Il faut aussi sortir du flou sur les points les plus essentiels d’un plan de déconfinement. L’État doit garantir le droit au masque gratuit pour toute la population avant de le rendre obligatoire, par exemple, dans les transports en commun. À cet égard, j’ai une pensée pour les usagers de ma circonscription qui empruntent la ligne 13 du métro, rebaptisée « la ligne de l’enfer ».

Il faut aussi mettre massivement et régulièrement des tests à la disposition de la population afin de permettre le suivi des personnes testées positives aux Covid-19. Quant à la reprise de l’activité dans une entreprise, elle doit être soumise à l’expertise et à l’approbation de son comité économique et social.

Dans ces conditions, nous serions disponibles pour écouter les variations du Président de la République autour de la France d’après, déclarations qui ont été immédiatement contredites par vos premières décisions.

Le pays applaudit chaque soir ses soignants, ses ambulanciers, ses pompiers. Dans la perspective de la France d’après, il aurait fallu octroyer enfin et durablement, dès votre projet de loi de finances rectificative, les moyens dont l’hôpital public a tant besoin pour que son bon fonctionnement ne repose plus sur le seul dévouement exceptionnel de ses personnels.

Certains découvrent soudain la France des invisibles, ces salariés qui nous ravitaillent, nous transportent et collectent nos déchets, faisant ainsi tenir le pays debout. Pour construire la France d’après, il faudrait déjà contraindre les entreprises qui chipotent et rechignent à verser la prime promise aux salariés de la seconde ligne. (Mme Danièle Obono applaudit.)

Il faudrait surtout augmenter le SMIC et convoquer une conférence sur l’augmentation des salaires pour reconnaître enfin la contribution économique et sociale réelle de ces salariés de l’ombre. Le marché du travail semble incapable de traduire cette reconnaissance dans une juste rémunération alors que, dans le même temps, le montant des dividendes bat des records, année après année.

Le Président de la République se dit prêt à remettre en cause ses propres certitudes, mais rien ne témoigne de cette prise de conscience dans ses actes. Construire la France d’après ne consiste pas à continuer à distribuer des chèques sans contrepartie aux grandes entreprises, comme vous venez de le faire pour Air France. Au contraire, il faudrait conditionner les aides à une réorientation de l’économie évaluée en fonction de performances sociales et environnementales, et ne pas écarter le principe des nationalisations permettant le retour d’une maîtrise publique au service de la transition écologique.

Construire la France d’après ne consiste pas à octroyer toujours plus de pouvoirs discrétionnaires au patronat pour déroger à la durée du temps de travail ou au repos dominical. Au contraire, il faudrait redonner du pouvoir aux salariés, par exemple, celui que vous leur avez ôté de peser sur les conditions sanitaires de travail en supprimant les comités d’hygiène, de sécurité et des conditions de travail – CHSCT.

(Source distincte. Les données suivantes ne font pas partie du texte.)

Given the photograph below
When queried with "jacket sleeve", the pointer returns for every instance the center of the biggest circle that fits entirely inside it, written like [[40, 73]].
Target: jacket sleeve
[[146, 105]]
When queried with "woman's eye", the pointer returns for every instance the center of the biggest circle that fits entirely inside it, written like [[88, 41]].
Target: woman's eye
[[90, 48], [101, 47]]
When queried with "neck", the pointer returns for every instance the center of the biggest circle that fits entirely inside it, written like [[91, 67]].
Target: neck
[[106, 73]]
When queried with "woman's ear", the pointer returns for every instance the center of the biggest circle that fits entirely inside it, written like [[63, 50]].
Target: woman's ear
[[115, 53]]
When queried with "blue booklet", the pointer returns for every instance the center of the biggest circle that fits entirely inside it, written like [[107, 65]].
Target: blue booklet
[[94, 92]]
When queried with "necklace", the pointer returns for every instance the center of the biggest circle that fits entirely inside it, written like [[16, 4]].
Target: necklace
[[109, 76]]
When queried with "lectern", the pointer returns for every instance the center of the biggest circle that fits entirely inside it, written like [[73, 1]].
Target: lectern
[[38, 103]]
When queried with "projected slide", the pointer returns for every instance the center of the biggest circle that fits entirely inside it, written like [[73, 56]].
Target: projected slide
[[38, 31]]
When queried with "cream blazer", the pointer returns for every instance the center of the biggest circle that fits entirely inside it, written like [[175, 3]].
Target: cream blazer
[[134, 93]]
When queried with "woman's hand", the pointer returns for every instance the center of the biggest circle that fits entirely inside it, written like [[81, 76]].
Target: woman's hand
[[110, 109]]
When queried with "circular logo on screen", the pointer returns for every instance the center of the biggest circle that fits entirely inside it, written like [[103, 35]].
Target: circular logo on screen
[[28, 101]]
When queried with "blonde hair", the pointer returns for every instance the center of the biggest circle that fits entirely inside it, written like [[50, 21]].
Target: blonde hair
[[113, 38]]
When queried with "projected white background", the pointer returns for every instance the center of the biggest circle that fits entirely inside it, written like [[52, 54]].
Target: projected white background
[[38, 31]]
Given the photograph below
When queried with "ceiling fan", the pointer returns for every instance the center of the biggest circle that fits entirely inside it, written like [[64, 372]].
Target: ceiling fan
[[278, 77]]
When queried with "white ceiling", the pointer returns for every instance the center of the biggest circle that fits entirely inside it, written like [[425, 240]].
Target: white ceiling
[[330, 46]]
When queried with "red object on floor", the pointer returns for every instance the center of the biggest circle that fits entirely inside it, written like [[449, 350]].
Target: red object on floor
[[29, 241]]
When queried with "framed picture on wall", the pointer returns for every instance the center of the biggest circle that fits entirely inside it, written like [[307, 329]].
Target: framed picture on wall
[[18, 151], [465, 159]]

Pour construire la France d’après, vous devriez reprendre la proposition des parlementaires communistes, que vous avez rejetée : refuser les aides et prêts aux sociétés qui ont des actifs dans les paradis fiscaux. Vous devriez aussi rétablir l’impôt de solidarité sur la fortune – ISF –, symbole de l’effort de tous pour la solidarité nationale.

Monsieur le Premier ministre, lorsque notre nation est confrontée à une crise aussi grave, on ne confine pas ainsi le débat parlementaire et la démocratie. Face à cette terrible épreuve, nous étions disponibles pour travailler à construire, dans la solidarité nationale, une issue à cette crise. Au lieu de construire le combat commun et de rassembler le pays, vous avez choisi de faire cavalier seul. Nous le regrettons profondément.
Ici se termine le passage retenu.